Ownership normalization: 271 ownership values standardized to consistent casing. Small change, but it prevents false cardinality inflation downstream.

Zero config. GoldenFlow used GoldenCheck's findings to decide which transforms were safe to apply automatically.

Stage 3: GoldenMatch — Deduplicate (Zero-Config)

GoldenMatch ran entity resolution on the cleaned data. Here are the numbers:

Metric	Count
Input records	5,426
Golden records (cluster representatives)	479
Records flagged as duplicates	1,917
Unique (no matches)	3,509
Total distinct entities	3,988
Processing time	2.0s

479 clusters. 1,917 records flagged as duplicates. GoldenMatch's internal record count (5,905) differs from the input (5,426) because GoldenFlow's transforms can expand rows when splitting multi-value fields. The match rate is computed against the internal count.

What the clusters look like

Here are a few example clusters GoldenMatch produced:

Cluster	Records	facility_name	state
1	12	MEMORIAL HOSPITAL	IL, IN, PA, GA, CO, TX, ...
2	8	COMMUNITY HOSPITAL	OH, MO, IN, OK, ...
3	5	ST MARY'S HOSPITAL	MO, WI, MI, NJ, NY
4	4	REGIONAL MEDICAL CENTER	AL, MS, TN, SC

Why zero-config over-matched

479 clusters is too many for this dataset. The auto-config built blocking keys on facility name — the most obvious matching column. But hospital names are not unique identifiers. "MEMORIAL HOSPITAL" appears 12 times across different states. They are genuinely different hospitals.

Without geographic anchoring, GoldenMatch grouped every "MEMORIAL HOSPITAL" into one cluster, every "COMMUNITY HOSPITAL" into another. The auto-config had no way to know that hospitals with the same name in different states are different entities. It did exactly what it was designed to do — match records with similar names — but the domain requires geographic context.

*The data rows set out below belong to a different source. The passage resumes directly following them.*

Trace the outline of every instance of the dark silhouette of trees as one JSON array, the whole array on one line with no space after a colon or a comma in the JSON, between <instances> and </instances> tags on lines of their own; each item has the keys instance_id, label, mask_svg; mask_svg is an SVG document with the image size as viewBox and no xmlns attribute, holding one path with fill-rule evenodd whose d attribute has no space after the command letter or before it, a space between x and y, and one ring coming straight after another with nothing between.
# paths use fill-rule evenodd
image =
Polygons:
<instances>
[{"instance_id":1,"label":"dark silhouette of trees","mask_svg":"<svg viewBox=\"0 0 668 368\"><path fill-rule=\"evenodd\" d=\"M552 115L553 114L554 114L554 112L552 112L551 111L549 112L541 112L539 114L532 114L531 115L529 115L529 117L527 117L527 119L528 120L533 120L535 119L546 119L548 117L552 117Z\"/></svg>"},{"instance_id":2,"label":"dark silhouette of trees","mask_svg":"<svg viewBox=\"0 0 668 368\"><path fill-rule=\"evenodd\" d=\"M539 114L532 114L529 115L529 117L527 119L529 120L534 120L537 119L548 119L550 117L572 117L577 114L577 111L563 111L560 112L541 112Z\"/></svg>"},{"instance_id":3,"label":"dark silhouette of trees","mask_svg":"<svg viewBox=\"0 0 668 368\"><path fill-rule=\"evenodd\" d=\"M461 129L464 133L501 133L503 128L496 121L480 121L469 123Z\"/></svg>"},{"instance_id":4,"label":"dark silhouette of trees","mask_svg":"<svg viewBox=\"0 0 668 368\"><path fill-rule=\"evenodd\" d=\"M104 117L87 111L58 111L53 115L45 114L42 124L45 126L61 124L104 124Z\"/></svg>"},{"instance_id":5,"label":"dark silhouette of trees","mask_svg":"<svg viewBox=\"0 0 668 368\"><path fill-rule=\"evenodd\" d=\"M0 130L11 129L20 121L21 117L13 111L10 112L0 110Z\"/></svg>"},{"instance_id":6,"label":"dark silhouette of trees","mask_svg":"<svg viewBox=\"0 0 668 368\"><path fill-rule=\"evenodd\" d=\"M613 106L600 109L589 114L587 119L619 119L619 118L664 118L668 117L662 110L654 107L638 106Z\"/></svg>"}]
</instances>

This is the honest trade-off of zero-config: it's fast and catches obvious patterns, but it can over-match when names are common and geography matters. For hospital data specifically, you need to tell the matcher to only compare records within the same state.

Ground-truth caveat: The CMS dataset has no duplicate labels. These numbers measure how many records GoldenMatch grouped, not verified precision. The 479 clusters include both genuine duplicates and false positives from cross-state name matching. For production use, review borderline pairs with the review queue or goldenmatch evaluate.

Part 1: Explicit Config — Encoding Domain Knowledge

Zero-config over-matched because it lacked geographic context. Let's fix that with an explicit config that encodes what we know about hospital data.

Step 1: Blocking — Same State Only

The most important change. Instead of comparing all hospitals with similar names, restrict comparisons to hospitals in the same state.

from goldenmatch import GoldenMatchConfig, BlockingConfig, MatchKeyConfig

config = GoldenMatchConfig(
    blocking=BlockingConfig(
        strategy="multi_pass",
        passes=[
            {"keys": ["state", "zip_code"]},          # Pass 1: same state + zip
            {"keys": ["state", "facility_name_3"]},    # Pass 2: same state + first 3 chars of name
        ]
    ),
)

Pass 1 catches hospitals at the same zip code — the tightest geographic net. Pass 2 catches hospitals in the same state with similar names — wider but still geographically anchored. This means "MEMORIAL HOSPITAL" in IL will never be compared to "MEMORIAL HOSPITAL" in IN.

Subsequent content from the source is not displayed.